Instance Selection Improves Geometric Mean Accuracy: A Study on Imbalanced Data Classification

TL;DR

This paper proves that instance selection can enhance the geometric mean accuracy in imbalanced data classification, challenging traditional balancing methods and providing theoretical and experimental insights.

Contribution

It offers a theoretical analysis showing GM improvement via instance selection and compares it with balancing strategies, supported by extensive experiments.

Findings

GM can be improved through instance selection

Balancing class frequencies is less effective than direct GM maximization

Experimental results suggest potential for new instance selection methods

Abstract

A natural way of handling imbalanced data is to attempt to equalise the class frequencies and train the classifier of choice on balanced data. For two-class imbalanced problems, the classification success is typically measured by the geometric mean (GM) of the true positive and true negative rates. Here we prove that GM can be improved upon by instance selection, and give the theoretical conditions for such an improvement.
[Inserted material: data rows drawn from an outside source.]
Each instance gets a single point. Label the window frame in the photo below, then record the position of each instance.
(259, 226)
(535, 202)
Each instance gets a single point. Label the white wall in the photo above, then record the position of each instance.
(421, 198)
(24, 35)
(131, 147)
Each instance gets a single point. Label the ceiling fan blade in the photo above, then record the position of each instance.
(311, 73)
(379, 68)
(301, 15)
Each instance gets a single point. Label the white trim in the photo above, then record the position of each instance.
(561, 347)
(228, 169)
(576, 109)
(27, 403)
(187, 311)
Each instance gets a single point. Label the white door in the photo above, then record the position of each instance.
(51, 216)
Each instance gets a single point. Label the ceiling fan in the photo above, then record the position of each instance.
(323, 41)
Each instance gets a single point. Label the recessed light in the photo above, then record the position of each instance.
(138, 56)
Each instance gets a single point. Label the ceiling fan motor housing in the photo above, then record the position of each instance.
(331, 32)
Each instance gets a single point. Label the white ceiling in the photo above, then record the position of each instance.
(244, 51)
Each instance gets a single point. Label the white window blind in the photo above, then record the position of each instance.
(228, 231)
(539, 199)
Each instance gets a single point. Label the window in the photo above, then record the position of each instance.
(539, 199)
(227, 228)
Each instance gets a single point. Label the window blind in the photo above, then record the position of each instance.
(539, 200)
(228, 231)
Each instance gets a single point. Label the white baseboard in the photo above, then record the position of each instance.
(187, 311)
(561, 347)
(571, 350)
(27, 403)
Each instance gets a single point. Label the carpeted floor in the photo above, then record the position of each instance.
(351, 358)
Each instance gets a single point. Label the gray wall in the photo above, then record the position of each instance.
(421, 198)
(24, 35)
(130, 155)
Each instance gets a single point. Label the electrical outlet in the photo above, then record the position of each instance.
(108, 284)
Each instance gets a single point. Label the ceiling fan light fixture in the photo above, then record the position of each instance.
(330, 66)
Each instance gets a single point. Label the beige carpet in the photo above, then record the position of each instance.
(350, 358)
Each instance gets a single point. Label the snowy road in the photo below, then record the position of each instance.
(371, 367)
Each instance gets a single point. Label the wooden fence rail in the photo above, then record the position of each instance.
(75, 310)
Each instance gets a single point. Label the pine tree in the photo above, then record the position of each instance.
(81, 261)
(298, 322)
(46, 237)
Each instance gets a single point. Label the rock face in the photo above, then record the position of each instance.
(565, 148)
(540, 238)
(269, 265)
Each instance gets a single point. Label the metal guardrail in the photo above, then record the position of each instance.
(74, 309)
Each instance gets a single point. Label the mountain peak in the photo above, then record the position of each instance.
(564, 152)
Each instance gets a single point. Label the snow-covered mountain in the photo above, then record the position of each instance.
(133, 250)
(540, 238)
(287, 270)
We demonstrate that GM is non-monotonic with respect to the number of retained instances, which discourages systematic instance selection. We also show that balancing the distribution frequencies is inferior to a direct maximisation of GM. To verify our theoretical findings, we carried out an experimental study of 12 instance selection methods for imbalanced data, using 66 standard benchmark data sets. The results reveal possible room for new instance selection methods for imbalanced data.